After his own self-study in art as a young man, Tanner enrolled in 1879 at the Pennsylvania Academy of the Fine Arts in Philadelphia. The only black student, he became a favorite of the painter Thomas Eakins, who had recently begun teaching there. Tanner made other connections among artists, including Robert Henri. In the late 1890s he was sponsored for a trip to Palestine by Rodman Wanamaker, who was impressed by his paintings of biblical themes.

Tanner was born in Pittsburgh, Pennsylvania, the first of seven children. His middle name commemorated the struggle at Osawatomie between pro- and anti-slavery partisans. His father Benjamin Tucker Tanner (1835-1923) was a bishop in the African Methodist Episcopal Church, the first independent black denomination in the United States. Being educated at Avery College and Western Theological Seminary in Pittsburgh, he developed a literary career. In addition, he was a political activist. His mother Sarah Tanner was born into slavery in Virginia but had escaped to the North via the Underground Railroad. She was mixed race, and Tanner himself was either a quadroon or an octoroon.

The family moved to Philadelphia when Tanner was young. There his father became a friend of Frederick Douglass, sometimes supporting him, sometimes criticizing.
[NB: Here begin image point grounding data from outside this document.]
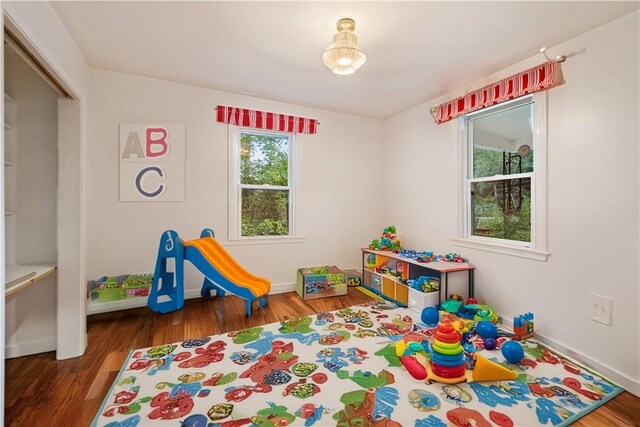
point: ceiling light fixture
(344, 56)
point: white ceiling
(415, 50)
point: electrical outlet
(601, 308)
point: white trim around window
(234, 235)
(537, 249)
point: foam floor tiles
(338, 368)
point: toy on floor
(512, 351)
(447, 364)
(221, 273)
(523, 326)
(430, 316)
(447, 358)
(486, 329)
(490, 343)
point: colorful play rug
(337, 368)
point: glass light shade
(344, 56)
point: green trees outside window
(264, 182)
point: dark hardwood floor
(41, 391)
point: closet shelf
(19, 276)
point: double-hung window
(261, 184)
(503, 178)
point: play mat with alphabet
(339, 368)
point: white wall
(30, 314)
(340, 182)
(593, 201)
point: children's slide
(208, 256)
(221, 272)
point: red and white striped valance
(265, 120)
(544, 76)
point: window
(261, 184)
(503, 178)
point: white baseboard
(104, 307)
(30, 347)
(629, 384)
(281, 288)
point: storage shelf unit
(19, 276)
(394, 288)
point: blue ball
(489, 343)
(512, 351)
(430, 316)
(486, 329)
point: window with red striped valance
(544, 76)
(266, 120)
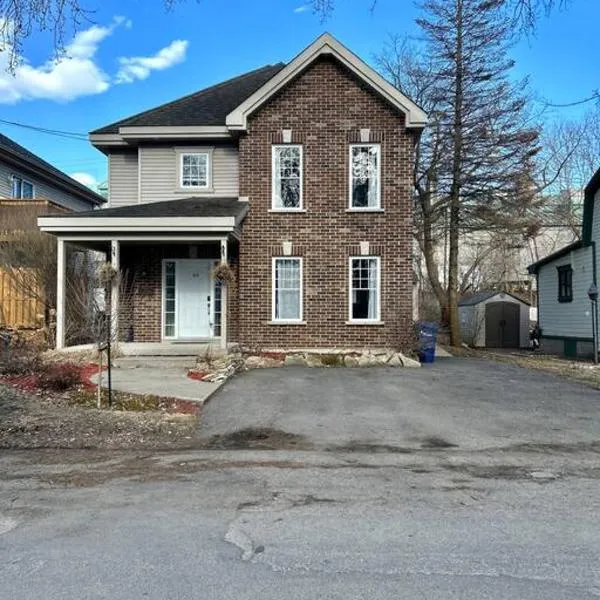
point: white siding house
(564, 278)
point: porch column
(115, 261)
(61, 272)
(224, 298)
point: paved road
(471, 403)
(273, 525)
(486, 519)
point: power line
(595, 96)
(56, 132)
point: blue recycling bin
(427, 333)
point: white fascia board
(327, 44)
(172, 224)
(183, 132)
(107, 139)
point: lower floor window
(287, 289)
(364, 288)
Although many artists refused to accept an African-American apprentice, in 1879 Tanner enrolled at the Pennsylvania Academy of the Fine Arts in Philadelphia, becoming the only black student. His decision to attend the school came at an exciting time in the history of artistic institutional training. Art academies had long relied on tired notions of study devoted almost entirely to plaster cast studies and anatomy lectures. This changed drastically with the addition of Thomas Eakins as “Professor of Drawing and Painting” to the Pennsylvania Academy. Eakins encouraged new methods such as study from live models, direct discussion of anatomy in male and female classes, and dissections of cadavers to further familiarity and understanding of the human body. Eakins’s progressive views and ability to excite and inspire his students would have a profound effect on Tanner. The young artist proved to be one of Eakins’ favorite students; two decades after Tanner left the Academy, Eakins painted his portrait, making him one of a handful of students to be so honored.

At the Academy Tanner befriended artists with whom he kept in contact throughout the rest of his life, most notably Robert Henri, one of the founders of the Ashcan School. During a relatively short time at the Academy, Tanner developed a thorough knowledge of anatomy and the skill to express his understanding of the weight and structure of the human figure on the canvas.